Syria undermines the logic of US sanctions

Syria undermines the logic of US sanctions
Latakia Harbor in Syria, 2008 - before US and EU sanctions

The October 7 Hamas attack on southern Israel - and the brutal retaliation that has followed - prompted a wave of predictions from pundits about what would happen in the region. Most agreed that major changes were coming to Israel, Gaza, the West Bank, and likely Lebanon. What almost no one predicted, however, was the rapid collapse of the Syrian government led by Bashar al-Assad that occurred in early December 2024. A variety of factors - the diversion of Russian forces to Ukraine, the losses suffered by Hezbollah in Lebanon, and increased professionalism and efficiency from both the Syrian Salvation Government and its military wing, Hayat Tahrir al-Sham, contributed to the sudden changes, but the collapse also came as the culmination of over a decade of international sanctions that hollowed out the Syrian economy and contributed to the fragility of the Syrian Baathist state. The sanctions were largely implemented during the original violent crackdown on Syrian protestors in 2011 and were aimed at achieving roughly this result - the removal of Assad from power and the establishment of a government that was not violently suppressing its population. However, the fact that the sanctions remain - albeit with new exceptions to help rebuild Syria - calls into question their true logic.

It took roughly a month from the time Assad fled the country to when the US gave its general license to conduct business with the Syrian government and in certain energy related sectors of Syria. The General License, however, does not apply to other entities in Syria, and specifically, 'new investment' in Syria, outside of interactions with the government, remains prohibited. In other words, the US policy is to allow particular humanitarian concessions to rebuilding, while continuing to limit US investment and commerce with Syria, pending "progress in actions, not words", according to Deputy Ambassador to the UN Dorothy Camille Shea. This seems to reverse the regular idea of sanctions as an extraordinary penalty for those few states that egregiously violate international law or human rights norms. The HTS-led government of Syria, however, is being penalized because the US is not yet certain that it will respect the rights of women and ethnic and religious minorities. To what standard the US intends to hold the new Syrian government is unclear; enthusiastic commercial relations with countries like Saudi Arabia, Israel, and China cast some doubt on how universally the US applies these standards regarding gender or ethnoreligious egalitarianism. And it seems to imply a 'sanction first, ask questions later' attitude: all countries are subject to US sanctions unless they can prove they aren't, or can offer some geopolitical advantage to make lifting those sanctions worthwhile.

This runs entirely contrary to the liberal understanding of what trade can accomplish in foreign relations. The French liberal economist Frederic Bastiat warned in the early 19th century that "[Trade] Barriers result in isolation; isolation gives rise to hatred; hatred, to war", and for over a century since the hope of using peaceable trade and commercial/cultural interaction to avoid violent conflict has been a strong liberal argument against erecting trade barriers like tariffs and quotas - and the argument works even better against sanctions. Frederick Douglass went further still - ". The arm of commerce has borne away the gates of the strong city" he proclaimed in "What to the Slave is the Fourth of July", and asserted that this tendency, along with increasing speed of transport and communication, would lead to a world where "No abuse, no outrage whether in taste, sport or avarice, can now hide itself from the all-pervading light."
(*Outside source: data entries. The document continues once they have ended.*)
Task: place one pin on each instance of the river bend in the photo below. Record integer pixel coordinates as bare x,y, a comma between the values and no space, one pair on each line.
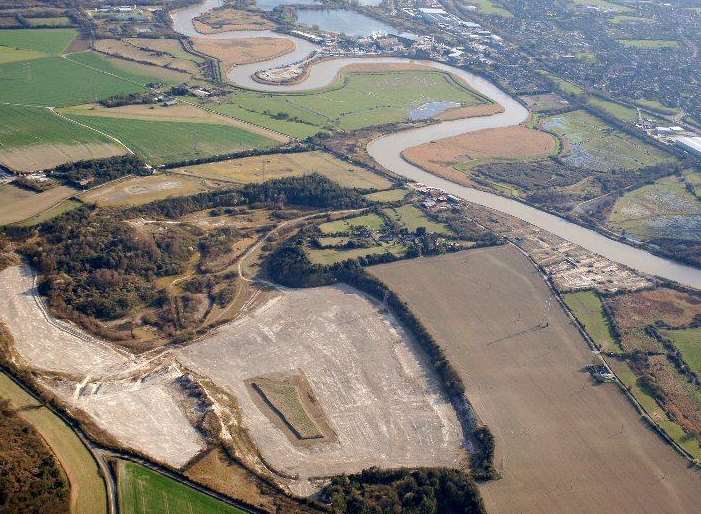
387,150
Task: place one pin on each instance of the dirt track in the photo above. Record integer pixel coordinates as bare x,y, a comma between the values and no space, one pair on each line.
563,444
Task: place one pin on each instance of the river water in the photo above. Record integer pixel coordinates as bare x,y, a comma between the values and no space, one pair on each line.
387,150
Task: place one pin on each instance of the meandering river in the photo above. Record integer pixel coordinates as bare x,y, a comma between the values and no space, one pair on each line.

Douglass's dreams of an interconnected world of ever advancing human rights may have been premature, but they remain, or should remain, a goal for liberals the world over. Perpetual sanctions, where the burden lies on the sanctioned state, thwart the logic of this goal. Moreover, it the idea of sanctions is that they serve to isolate truly aberrant governments, their overly broad application is counterproductive. As more and more countries are sanctioned, they almost inevitably start to band together to form trade blocs of their own and the potential force of any new sanctions - for example, those the US and Europe are attempting to place on Europe - is blunted.

There is no guarantee of course that HTS won't, like the Assad regime before it, create an oppressive society that the US will find reason to sanction again. But that very much remains to be seen. If the US maintains sanctions on investment and trade with Syria, it will have contributed to precisely that outcome. The responsibility of the US now is to, with some sense of urgency, give every possible economic and civil society advantage to the Syrian people. Liberals may have a tendency to overestimate the benefits of open trade, but it's far better than the reverse - a default tendency to restrict trade as a first, not a last, resort.